Overall, there was a high number (21 of 26, 81%) of oval window aplasia or atresia. A significant number of patients with this finding was also described by Lemmerling et al.¹⁷ There was, however, a lower number of round window abnormalities than was seen by Lemmerling et al, who described only soft tissue obliteration of the round window. Most of their patients, however, demonstrated middle ear cavity opacification that may have mimicked soft tissue obliteration, probably from fluid or infection. Oval window atresia is associated with conductive hearing loss.⁴³

Inner Ear Anomalies

Internal auditory canal hypoplasia and cochlear development can be an indirect indication of inner ear nerve aplasia.⁴⁴ Of the 3 internal auditory canals that were classified as small, only 2 had a corresponding MR image that confirmed cochlear and vestibular nerve aplasia. Two other ears from the same patient confirmed cochlear nerve aplasia with a corresponding normal internal auditory canal size. The remaining cases did not have a corresponding MR imaging.

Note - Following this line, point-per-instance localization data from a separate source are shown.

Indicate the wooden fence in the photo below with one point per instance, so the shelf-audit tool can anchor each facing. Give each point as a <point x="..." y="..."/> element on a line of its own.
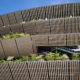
<point x="51" y="26"/>
<point x="25" y="46"/>
<point x="50" y="12"/>
<point x="36" y="70"/>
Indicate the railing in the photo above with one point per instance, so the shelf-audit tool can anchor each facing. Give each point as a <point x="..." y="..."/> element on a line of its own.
<point x="46" y="70"/>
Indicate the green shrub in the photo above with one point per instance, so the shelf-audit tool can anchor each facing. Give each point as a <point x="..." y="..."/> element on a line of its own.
<point x="33" y="57"/>
<point x="40" y="58"/>
<point x="75" y="56"/>
<point x="50" y="56"/>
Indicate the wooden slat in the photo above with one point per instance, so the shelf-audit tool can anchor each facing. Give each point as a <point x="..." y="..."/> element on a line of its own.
<point x="5" y="73"/>
<point x="38" y="70"/>
<point x="10" y="47"/>
<point x="24" y="46"/>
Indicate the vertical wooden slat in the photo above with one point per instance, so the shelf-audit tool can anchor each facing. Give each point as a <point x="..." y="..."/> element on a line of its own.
<point x="5" y="73"/>
<point x="19" y="71"/>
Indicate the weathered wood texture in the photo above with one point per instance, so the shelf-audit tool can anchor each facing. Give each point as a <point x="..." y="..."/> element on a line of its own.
<point x="49" y="12"/>
<point x="46" y="70"/>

Our study found 20 of 26 patients who were investigated had a trapped cochlea. Lemmerling et al¹⁷ did not describe this finding. Trapped cochleae have been found in association with sensorineural hearing loss in combination with other potential causes, such as a dysplastic modiolus.⁴⁵ Three patients with bilateral trapped cochleae had associated MR imaging findings of cochlear nerve aplasia. Two patients had bilateral vestibular nerve aplasia as well. An MR imaging example of a diminutive cochlear nerve corresponding to cochlear aperture atresia is provided in Fig 12.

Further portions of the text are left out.